I knew when I took this job it would come with online and offline slings and arrows.
Online blowback is par for the course when writing a column on race and social justice for a general audience. I also knew that my gender, ethnic background and sexual orientation would make me a target for identity-based abuse, and that has definitely proved true. In addition to the feedback that questions my intelligence and viewpoints, there are race-based comments such as ones asking me to atone or apologize for the actions of the Japanese government during World War II, using racist language I would not want to repeat.
I have unfortunately become pretty numb to a lot of it, but I was not at all prepared for what my sister found after googling me on Aug. 24. At the top of her search results was a Wikipedia page that said, "… Naomi Ishisaka is an American writer and a former convict for attempted murder."

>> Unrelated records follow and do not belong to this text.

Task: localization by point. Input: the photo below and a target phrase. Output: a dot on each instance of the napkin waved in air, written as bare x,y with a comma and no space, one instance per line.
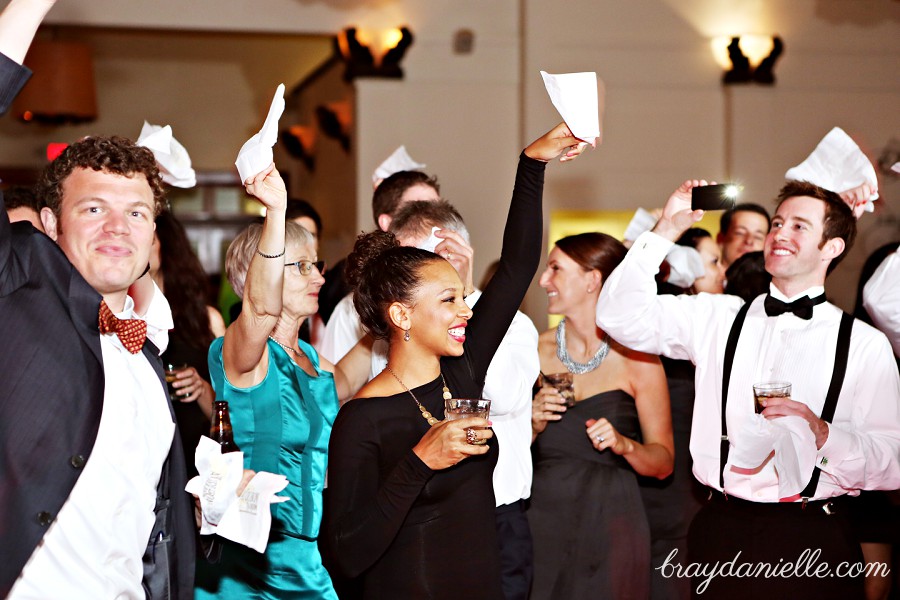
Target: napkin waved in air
256,153
576,98
172,158
245,519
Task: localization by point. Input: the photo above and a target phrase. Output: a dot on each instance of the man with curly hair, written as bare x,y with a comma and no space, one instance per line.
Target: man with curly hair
91,471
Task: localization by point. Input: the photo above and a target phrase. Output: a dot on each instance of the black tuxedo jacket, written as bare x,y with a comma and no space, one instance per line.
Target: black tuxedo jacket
51,397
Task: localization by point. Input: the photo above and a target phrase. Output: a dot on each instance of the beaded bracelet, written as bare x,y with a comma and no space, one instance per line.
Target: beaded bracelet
264,255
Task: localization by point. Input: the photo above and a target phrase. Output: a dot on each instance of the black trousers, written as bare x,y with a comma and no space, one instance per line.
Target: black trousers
516,552
768,551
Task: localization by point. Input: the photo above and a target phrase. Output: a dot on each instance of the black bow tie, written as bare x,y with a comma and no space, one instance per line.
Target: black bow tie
801,307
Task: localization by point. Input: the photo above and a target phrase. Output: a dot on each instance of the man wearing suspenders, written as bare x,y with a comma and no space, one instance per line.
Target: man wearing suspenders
752,538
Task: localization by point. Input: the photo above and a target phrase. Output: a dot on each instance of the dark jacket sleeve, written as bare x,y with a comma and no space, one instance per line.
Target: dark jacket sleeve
12,78
519,259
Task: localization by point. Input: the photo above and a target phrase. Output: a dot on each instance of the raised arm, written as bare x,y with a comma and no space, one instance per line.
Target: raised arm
18,23
630,310
245,339
881,298
522,250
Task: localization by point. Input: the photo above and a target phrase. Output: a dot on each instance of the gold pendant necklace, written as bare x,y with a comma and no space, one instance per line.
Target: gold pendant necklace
432,420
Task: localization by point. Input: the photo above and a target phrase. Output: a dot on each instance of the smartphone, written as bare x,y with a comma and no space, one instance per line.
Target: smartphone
721,196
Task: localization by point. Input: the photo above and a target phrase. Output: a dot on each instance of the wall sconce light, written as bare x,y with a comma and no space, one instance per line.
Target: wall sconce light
373,54
62,88
748,58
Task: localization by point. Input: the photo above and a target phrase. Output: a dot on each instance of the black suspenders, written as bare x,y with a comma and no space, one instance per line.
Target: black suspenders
842,353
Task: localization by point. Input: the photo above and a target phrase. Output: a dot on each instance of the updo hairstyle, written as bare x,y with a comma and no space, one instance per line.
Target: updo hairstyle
381,272
594,250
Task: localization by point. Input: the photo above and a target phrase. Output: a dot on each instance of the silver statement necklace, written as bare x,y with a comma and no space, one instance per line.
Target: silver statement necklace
575,367
287,348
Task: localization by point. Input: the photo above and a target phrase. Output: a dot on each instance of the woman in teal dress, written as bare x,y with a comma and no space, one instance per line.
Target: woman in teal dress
283,400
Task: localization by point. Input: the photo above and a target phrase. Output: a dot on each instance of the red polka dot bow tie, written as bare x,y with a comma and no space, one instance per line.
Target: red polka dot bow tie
131,332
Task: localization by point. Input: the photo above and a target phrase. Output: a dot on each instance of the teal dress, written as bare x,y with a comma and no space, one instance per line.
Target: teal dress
282,425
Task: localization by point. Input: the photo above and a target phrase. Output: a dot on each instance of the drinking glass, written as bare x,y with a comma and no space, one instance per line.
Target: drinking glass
461,408
769,389
564,384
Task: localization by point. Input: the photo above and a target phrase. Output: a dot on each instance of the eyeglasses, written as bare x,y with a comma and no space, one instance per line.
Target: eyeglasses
304,267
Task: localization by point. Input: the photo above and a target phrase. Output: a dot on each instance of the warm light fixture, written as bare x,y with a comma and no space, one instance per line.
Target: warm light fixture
369,53
747,58
62,88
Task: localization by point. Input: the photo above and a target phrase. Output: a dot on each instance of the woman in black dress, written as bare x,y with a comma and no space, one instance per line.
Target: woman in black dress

The page, published on Aug. 8, said that when I was 14 and a high school student in a Seattle suburb, I shot my classmate, was convicted and imprisoned. It said that while I used the pen name "Naomi Ishisaka," my real name was similar but not exactly the same.
I was in shock. I expected online harassment but never imagined it would look like this. I immediately assumed someone had created the page as a retaliatory attack for my recent writing on the racial justice movement and policing.
After googling the other person's name, it turned out there was a shooting in 1991 by someone with a similar name and ethnic background, but we were not the same age, nor from the same city, and we went to different schools. I am not naming the person because she was a teenager when she was convicted, and the shooting happened 30 years ago.
With the help of friends and colleagues, I scrambled to figure out how to get the page removed, how to get Google to stop promoting the page, how to prove who and where I was in 1991 and how to prevent the misinformation from spreading further on the internet.
And it wasn't just a Wikipedia page, Google had created a "Knowledge Panel" when you googled me that talked about my actual work as well as my conviction for attempted murder plus my other supposed aliases. When you searched my name, suggested searches included (and still do) "who did Naomi Ishisaka shoot." When you search the other person's name, my picture is the first to appear.